The good news is that, for reasons unbeknown to us, the upload failure rate seems to have reduced. Furthermore, we believe that many of our upload problems are actually caused by the app being resigned to the background or being terminated before the upload completes. The resolution of https://github.com/firebase/firebase-ios-sdk/issues/147 would then likely help alleviate some of this problem. Additionally, when the app is terminated, we would like for the Firebase Storage SDK to automatically resume/restart pending upload requests when the app is launched. The other side to this problem is where we sometimes want to immediately access a file that has been queued for upload- regardless of whether the upload has finished (or even started).

Some of these requests have reasonable workarounds, so the situation isn't dire by any means. However, these workarounds require a harmonious dance between the Storage SDK and our own caching/retry system that, in our opinion, would be better handled entirely within the Storage SDK.

Going forward from here, I'd like to:

  1. Change this issue into a standing feature request for offline / immediate access support (if there is not already an open issue for this) where we can "download" files that have been uploaded from the same device through a cache in the Storage SDK. Optionally, if you would prefer, I could instead close this issue and open a new one for the FR;
  2. Show our interest for the resolution of https://github.com/firebase/firebase-ios-sdk/issues/147;
  3. Request that the Storage SDK documentation be updated to include more specific information about transfer behavior throughout the app session lifecycle (foreground → background → termination → foreground);
  4. Indicate our interest for resumed/restarted uploads on app launch if not already supported (I had a hard time finding a concrete answer, and testing in-app behavior was sometimes inconsistent); and
  5. If our original problem persists, gather more information (such as with the didFinishCollectingMetrics API) and then open a new, more purposeful and specific bug report issue.
schmidt-sebastian commented 3 years ago

Thanks for the detailed update!

I changed this issue to a feature request.
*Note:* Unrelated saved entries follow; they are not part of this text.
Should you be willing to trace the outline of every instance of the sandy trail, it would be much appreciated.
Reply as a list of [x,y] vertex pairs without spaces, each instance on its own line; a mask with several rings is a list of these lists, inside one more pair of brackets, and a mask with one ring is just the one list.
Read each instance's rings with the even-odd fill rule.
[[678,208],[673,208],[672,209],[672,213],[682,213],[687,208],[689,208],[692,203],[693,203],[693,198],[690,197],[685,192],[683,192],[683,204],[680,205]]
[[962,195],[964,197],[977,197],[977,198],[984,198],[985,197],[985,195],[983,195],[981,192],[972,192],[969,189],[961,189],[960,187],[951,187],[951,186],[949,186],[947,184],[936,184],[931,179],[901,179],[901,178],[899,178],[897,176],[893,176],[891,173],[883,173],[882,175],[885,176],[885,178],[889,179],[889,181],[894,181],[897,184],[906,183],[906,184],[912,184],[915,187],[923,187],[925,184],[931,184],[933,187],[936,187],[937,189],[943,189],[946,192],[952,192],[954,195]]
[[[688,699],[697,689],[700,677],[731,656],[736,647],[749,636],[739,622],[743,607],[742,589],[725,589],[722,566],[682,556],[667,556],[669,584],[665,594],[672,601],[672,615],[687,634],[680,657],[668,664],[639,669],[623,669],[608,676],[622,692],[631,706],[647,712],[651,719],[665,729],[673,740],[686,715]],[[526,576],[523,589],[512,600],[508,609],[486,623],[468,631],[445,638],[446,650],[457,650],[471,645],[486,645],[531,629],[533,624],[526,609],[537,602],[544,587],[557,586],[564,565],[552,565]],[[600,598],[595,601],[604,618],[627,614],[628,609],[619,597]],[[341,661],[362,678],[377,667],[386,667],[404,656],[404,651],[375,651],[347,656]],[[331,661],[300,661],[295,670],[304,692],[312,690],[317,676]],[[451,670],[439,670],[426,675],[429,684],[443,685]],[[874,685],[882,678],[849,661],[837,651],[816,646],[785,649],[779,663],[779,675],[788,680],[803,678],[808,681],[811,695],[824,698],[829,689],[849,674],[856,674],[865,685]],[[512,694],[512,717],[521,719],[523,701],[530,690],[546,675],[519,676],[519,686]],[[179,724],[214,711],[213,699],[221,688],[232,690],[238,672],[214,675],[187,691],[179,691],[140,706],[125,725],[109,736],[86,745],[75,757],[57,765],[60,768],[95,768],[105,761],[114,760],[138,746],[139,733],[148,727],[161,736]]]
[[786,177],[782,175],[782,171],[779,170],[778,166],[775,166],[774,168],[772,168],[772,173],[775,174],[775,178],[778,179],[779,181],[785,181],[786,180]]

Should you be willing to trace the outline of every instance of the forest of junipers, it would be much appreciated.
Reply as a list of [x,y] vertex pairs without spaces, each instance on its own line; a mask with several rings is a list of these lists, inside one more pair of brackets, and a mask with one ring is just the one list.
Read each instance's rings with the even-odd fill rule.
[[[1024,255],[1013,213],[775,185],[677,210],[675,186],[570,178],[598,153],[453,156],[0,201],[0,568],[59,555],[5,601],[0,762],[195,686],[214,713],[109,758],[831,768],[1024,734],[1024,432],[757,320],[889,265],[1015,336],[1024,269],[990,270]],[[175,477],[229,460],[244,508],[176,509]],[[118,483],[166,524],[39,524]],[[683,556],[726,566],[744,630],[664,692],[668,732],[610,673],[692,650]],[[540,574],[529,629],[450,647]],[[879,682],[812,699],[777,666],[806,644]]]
Offline support is a pretty popular feature, and we use input like yours to prioritize this feature against work on other products. Unfortunately, this is likely going to be a pretty big undertaking (as we would likely want it to work seamlessly in all feasible scenarios), so any work arounds from your end will likely have to be in place for a while.

I filed a separate issue (internal) to update our documentation - b/174154547

Doppelklick commented 1 year ago

@schmidt-sebastian can you give us an update about this feature request?

paulb777 commented 1 year ago

@tonyjhuang Any updates?

tonyjhuang commented 1 year ago

Hi, we're tracking this feature request internally but unfortunately I don't have an ETA to share at this time.

Doppelklick commented 1 year ago

Hi, we're tracking this feature request internally but unfortunately I don't have an ETA to share at this time.

@tonyjhuang is there any activity on this request?